Now comes the hard part.
Beginning Thursday, Jan. 22 through Tuesday, Feb. 10, the Fighting Irish (17-2, 5-1) play seven games – two at Purcell Pavilion and five at places that will make life much more uncomfortable.
It starts with Virginia Tech in Cassell Coliseum Thursday and continues Sunday in North Carolina State’s PNC Arena. After a return trip home to take on Duke (Wednesday, Jan. 28), the Irish travel to Petersen Events Center in Pittsburgh for a Saturday, Jan. 31 tilt with the Panthers.
It’s back home on Wednesday, Feb. 4 to host Boston College before hitting the road again in Durham, N.C. to play Duke for the second time in 10 days, and then Littlejohn Coliseum to take on Clemson.
With bracketology projections as high as a No. 3 seed at the present time, Notre Dame’s mettle will be tested during the upcoming 19-day excursion.
Currently, Notre Dame is one of just three out of 15 ACC teams to remain unscathed on the road in conference play. The Irish knocked off North Carolina, 71-70, on Jan. 5 at the Smith Center, and then scratched and clawed their way to a 62-59 victory at Georgia Tech’s McCamish Pavilion on Jan. 14 without 6-foot-10 Zach Auguste.
Only No. 2-ranked Virginia, with victories at Miami, Notre Dame and Boston College, and No. 15 North Carolina, with conquests at Clemson and North Carolina State, join the Irish among ACC teams without a defeat on the road in conference action.
The odds of Notre Dame remaining undefeated on the road in ACC play over that 19-day span are astronomical, particularly if the Irish are able to defeat Duke at Purcell Pavilion on Jan. 28 before a visit to Duke’s feared Cameron Indoor Stadium on Feb. 7.
And yet Mike Brey’s squads have been a handful on the road during his 15-year reign at Notre Dame. In his first 14 seasons with the Irish, he has fashioned at least a .500 road record in seven of those campaigns, which is no easy feat in a sport in which the home-venue is king. Game-changing calls by the officials down the stretch favor the home team more often than not.
In 13 years in the Big East, Brey’s squads won nine times against ranked opponents, including No. 10 Georgetown in 2000-01, No. 24 Syracuse in 2003-04, No. 11 Georgetown in 2009-10, No. 2 Pittsburgh in 2010-11, and No. 11 Louisville and No. 24 Connecticut in 2011-12. No. 18 North Carolina became ranked road victim No. 10 two weeks ago.

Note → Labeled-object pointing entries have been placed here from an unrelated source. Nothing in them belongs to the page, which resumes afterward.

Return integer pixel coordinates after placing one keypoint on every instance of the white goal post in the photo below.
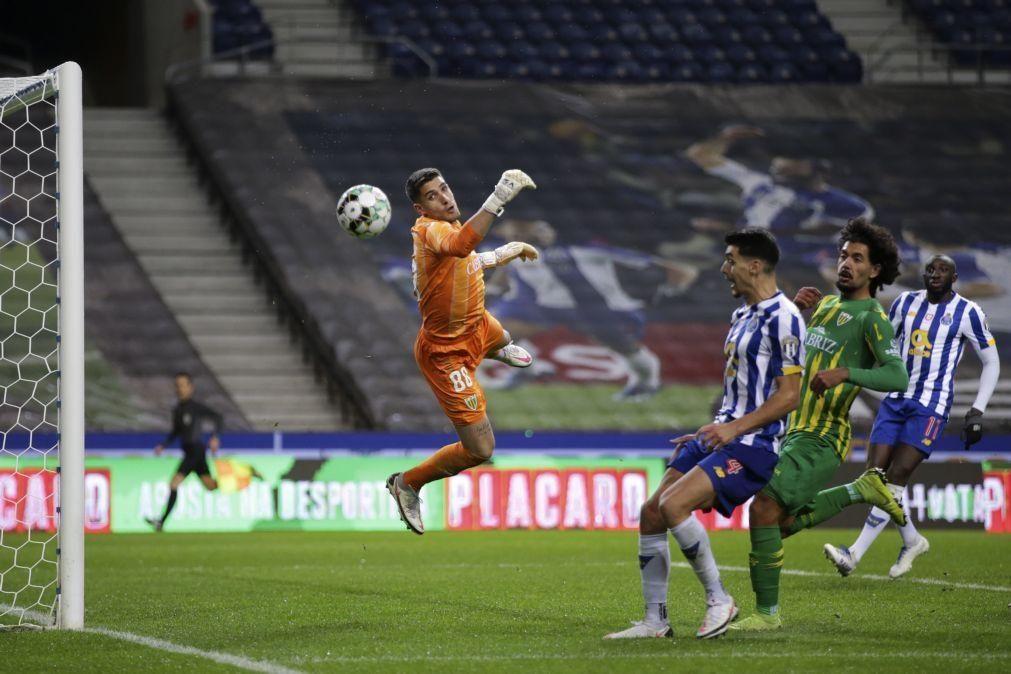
(41, 350)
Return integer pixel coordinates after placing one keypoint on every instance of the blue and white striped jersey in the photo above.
(931, 339)
(765, 342)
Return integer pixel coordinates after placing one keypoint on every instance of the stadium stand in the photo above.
(614, 180)
(718, 41)
(240, 25)
(129, 324)
(978, 32)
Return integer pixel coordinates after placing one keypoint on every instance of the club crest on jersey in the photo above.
(791, 346)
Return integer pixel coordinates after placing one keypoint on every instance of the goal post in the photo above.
(41, 350)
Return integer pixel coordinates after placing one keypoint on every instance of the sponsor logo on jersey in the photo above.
(791, 346)
(816, 340)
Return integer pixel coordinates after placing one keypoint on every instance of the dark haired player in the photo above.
(725, 463)
(848, 346)
(188, 417)
(932, 326)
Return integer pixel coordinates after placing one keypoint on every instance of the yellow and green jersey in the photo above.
(845, 333)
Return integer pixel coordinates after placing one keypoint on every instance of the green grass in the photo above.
(515, 600)
(590, 407)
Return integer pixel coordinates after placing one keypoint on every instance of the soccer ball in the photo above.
(363, 211)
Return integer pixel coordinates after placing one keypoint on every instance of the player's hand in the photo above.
(807, 297)
(715, 436)
(680, 442)
(511, 184)
(972, 432)
(827, 379)
(503, 255)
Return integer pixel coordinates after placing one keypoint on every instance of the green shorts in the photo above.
(807, 463)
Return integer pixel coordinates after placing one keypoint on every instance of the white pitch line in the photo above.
(673, 654)
(216, 656)
(742, 569)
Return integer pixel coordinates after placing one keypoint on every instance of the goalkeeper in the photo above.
(848, 334)
(456, 332)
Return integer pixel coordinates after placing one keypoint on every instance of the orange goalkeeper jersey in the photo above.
(449, 280)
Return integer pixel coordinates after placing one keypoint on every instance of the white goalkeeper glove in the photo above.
(507, 254)
(512, 182)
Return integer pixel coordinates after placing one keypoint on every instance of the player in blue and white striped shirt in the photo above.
(727, 462)
(931, 327)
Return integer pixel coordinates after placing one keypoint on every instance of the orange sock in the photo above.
(447, 462)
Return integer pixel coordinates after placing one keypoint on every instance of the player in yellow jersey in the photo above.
(848, 346)
(457, 332)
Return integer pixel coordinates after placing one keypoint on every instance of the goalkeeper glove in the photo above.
(507, 254)
(972, 432)
(512, 182)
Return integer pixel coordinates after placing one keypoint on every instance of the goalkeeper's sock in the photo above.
(765, 561)
(654, 567)
(171, 504)
(694, 542)
(825, 505)
(447, 462)
(872, 526)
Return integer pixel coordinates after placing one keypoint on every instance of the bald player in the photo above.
(456, 332)
(932, 326)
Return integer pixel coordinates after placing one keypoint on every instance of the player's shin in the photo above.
(694, 542)
(654, 567)
(825, 505)
(872, 525)
(447, 462)
(765, 561)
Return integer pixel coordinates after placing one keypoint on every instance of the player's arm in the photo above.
(461, 243)
(975, 328)
(777, 405)
(890, 373)
(711, 153)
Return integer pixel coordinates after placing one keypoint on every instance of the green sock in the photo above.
(765, 561)
(825, 505)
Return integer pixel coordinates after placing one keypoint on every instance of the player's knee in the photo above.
(764, 511)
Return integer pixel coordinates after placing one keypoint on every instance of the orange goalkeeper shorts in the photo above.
(450, 369)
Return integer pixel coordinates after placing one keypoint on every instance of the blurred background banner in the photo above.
(520, 489)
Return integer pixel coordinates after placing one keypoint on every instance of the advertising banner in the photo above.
(276, 491)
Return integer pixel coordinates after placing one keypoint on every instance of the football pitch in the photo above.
(506, 601)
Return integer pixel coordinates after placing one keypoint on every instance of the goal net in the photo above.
(41, 370)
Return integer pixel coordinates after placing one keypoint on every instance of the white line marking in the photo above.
(742, 569)
(216, 656)
(673, 653)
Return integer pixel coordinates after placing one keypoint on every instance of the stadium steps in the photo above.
(141, 176)
(316, 38)
(892, 47)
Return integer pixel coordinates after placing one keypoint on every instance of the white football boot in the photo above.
(841, 558)
(644, 630)
(513, 356)
(407, 501)
(718, 618)
(906, 557)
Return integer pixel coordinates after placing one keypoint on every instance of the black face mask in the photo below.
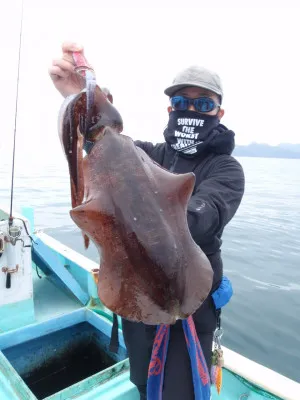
(187, 131)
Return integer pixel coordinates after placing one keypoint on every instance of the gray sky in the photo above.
(136, 52)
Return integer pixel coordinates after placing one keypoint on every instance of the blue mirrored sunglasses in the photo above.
(201, 104)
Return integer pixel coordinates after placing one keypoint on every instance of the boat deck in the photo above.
(49, 300)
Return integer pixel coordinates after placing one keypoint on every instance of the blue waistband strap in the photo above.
(201, 378)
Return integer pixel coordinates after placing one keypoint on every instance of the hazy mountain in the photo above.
(283, 150)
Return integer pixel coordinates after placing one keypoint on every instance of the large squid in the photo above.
(134, 211)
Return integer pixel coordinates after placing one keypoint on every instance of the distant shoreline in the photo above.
(259, 150)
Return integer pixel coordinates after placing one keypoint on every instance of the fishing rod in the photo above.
(10, 220)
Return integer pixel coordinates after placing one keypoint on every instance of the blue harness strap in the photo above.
(201, 378)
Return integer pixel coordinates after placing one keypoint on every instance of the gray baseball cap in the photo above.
(196, 76)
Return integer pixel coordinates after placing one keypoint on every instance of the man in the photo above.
(196, 141)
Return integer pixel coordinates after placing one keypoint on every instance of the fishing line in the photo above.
(16, 112)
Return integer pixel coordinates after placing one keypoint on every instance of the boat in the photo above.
(55, 332)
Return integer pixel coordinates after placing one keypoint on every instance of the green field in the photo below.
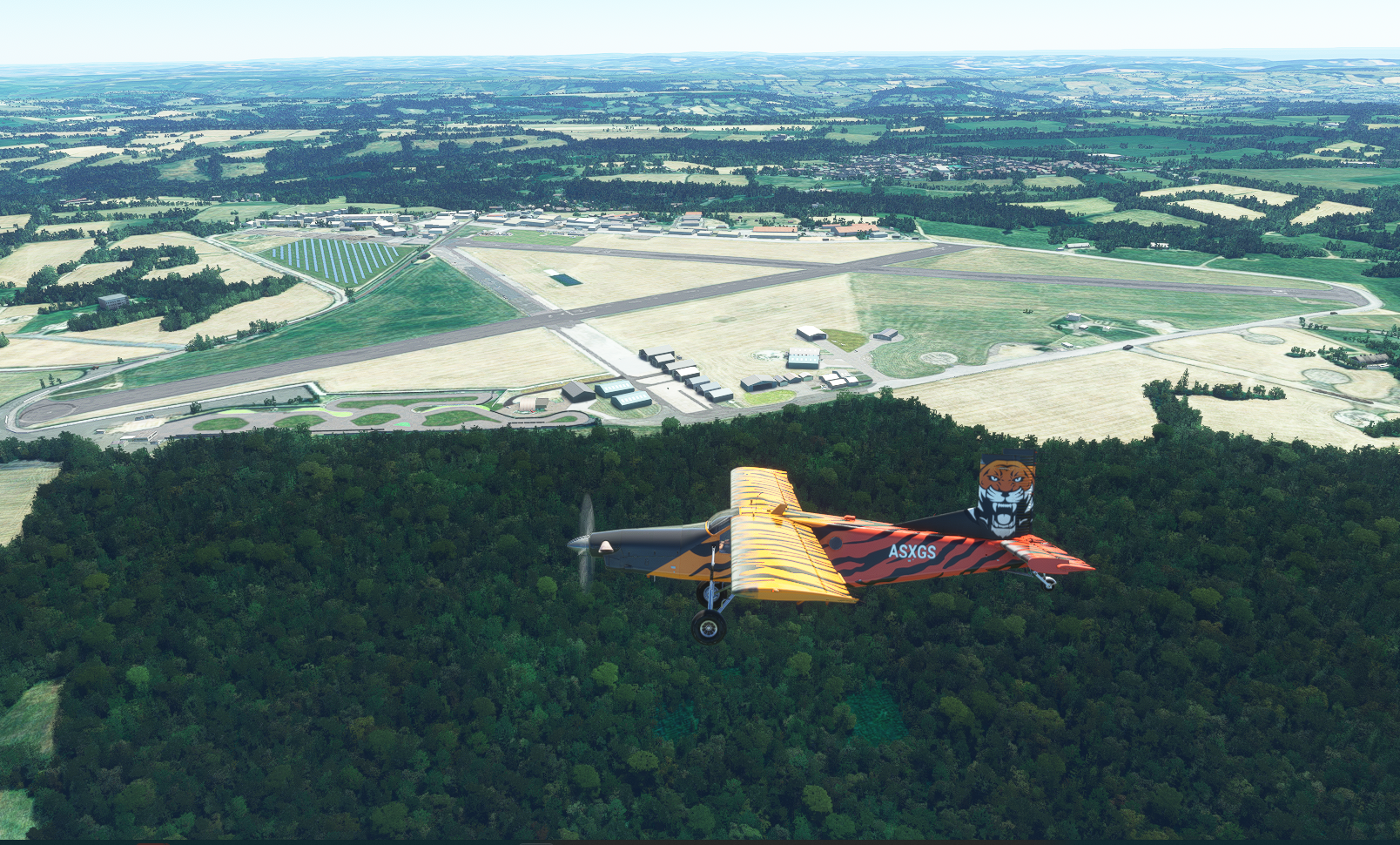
(223, 423)
(1059, 264)
(1147, 218)
(374, 419)
(1091, 205)
(987, 313)
(1038, 239)
(17, 384)
(451, 418)
(538, 237)
(423, 301)
(1335, 179)
(1178, 257)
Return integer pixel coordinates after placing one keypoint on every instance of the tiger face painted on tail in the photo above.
(1006, 495)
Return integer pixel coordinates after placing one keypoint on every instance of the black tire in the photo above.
(707, 628)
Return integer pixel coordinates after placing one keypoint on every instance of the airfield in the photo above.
(983, 338)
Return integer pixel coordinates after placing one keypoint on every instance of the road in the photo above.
(38, 408)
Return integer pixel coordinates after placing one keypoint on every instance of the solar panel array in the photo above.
(342, 262)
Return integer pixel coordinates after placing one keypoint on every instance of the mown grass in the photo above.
(223, 423)
(426, 299)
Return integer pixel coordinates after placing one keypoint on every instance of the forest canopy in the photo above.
(276, 635)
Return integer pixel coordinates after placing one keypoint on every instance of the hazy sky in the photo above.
(103, 31)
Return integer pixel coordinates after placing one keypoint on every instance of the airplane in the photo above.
(766, 547)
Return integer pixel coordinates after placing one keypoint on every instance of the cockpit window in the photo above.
(720, 522)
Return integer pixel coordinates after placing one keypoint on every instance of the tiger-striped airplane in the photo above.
(766, 547)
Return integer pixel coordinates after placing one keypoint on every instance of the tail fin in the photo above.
(1006, 501)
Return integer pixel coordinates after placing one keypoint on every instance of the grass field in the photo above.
(769, 397)
(605, 278)
(235, 267)
(1333, 179)
(1328, 209)
(1033, 264)
(818, 251)
(1273, 198)
(1084, 207)
(453, 418)
(223, 423)
(374, 419)
(989, 313)
(1220, 209)
(30, 258)
(346, 264)
(1176, 257)
(1038, 239)
(846, 341)
(300, 301)
(423, 301)
(721, 334)
(1147, 218)
(18, 481)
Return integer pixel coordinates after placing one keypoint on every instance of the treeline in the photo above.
(271, 635)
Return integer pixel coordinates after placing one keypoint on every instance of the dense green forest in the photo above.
(274, 635)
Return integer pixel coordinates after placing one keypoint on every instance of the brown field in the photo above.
(18, 483)
(521, 359)
(294, 303)
(1100, 395)
(1328, 209)
(27, 260)
(607, 279)
(1220, 209)
(28, 352)
(92, 226)
(1060, 264)
(91, 272)
(1273, 198)
(1234, 352)
(235, 267)
(721, 334)
(818, 251)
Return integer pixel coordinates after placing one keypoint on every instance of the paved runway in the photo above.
(799, 272)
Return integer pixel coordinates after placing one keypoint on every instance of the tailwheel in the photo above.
(707, 626)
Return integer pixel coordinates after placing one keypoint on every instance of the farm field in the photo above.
(1268, 359)
(30, 258)
(235, 267)
(18, 481)
(423, 301)
(1093, 205)
(607, 279)
(1033, 264)
(1332, 179)
(28, 352)
(299, 301)
(1328, 209)
(1273, 198)
(91, 272)
(721, 334)
(1147, 218)
(345, 264)
(992, 313)
(817, 251)
(1220, 209)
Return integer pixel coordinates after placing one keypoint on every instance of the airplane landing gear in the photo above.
(707, 626)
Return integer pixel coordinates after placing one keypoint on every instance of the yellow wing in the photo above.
(760, 488)
(777, 559)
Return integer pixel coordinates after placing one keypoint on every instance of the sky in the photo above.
(80, 31)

Including the two victories this season, Brey is 53-68 on the road in conference play, which averages out to about a 4-5 record away from home per year. Coupled with Notre Dame’s general dominance at home – 94-29 in conference play under Brey, including a 3-1 start this year -- that’s a more-than-respectable road record.
It also should be noted that a large portion of the road games coached by Brey in the Big East/ACC have come against ranked opponents. In fact, 30 of Brey’s 68 road losses in conference play have been against ranked foes.
That’s a bunch of battles in snake pits like Syracuse’s Carrier Dome, Louisville’s Freedom Hall and KFC Yum! Center, Marquette’s Bradley Center, Connecticut’s Gampel Pavilion and Hartford Civic (now XL) Center, and Pittsburgh’s Petersen Events Center.
Two victories out of five road games while holding serve at home against Duke and Boston College would leave the Irish at 9-4 in ACC play with home games against Wake Forest, Syracuse and Clemson, and road games against Boston College and Louisville remaining.
Notre Dame is well-positioned for an upper-tier finish in the ACC if Brey and the Irish can approach their previous success away from Purcell Pavilion.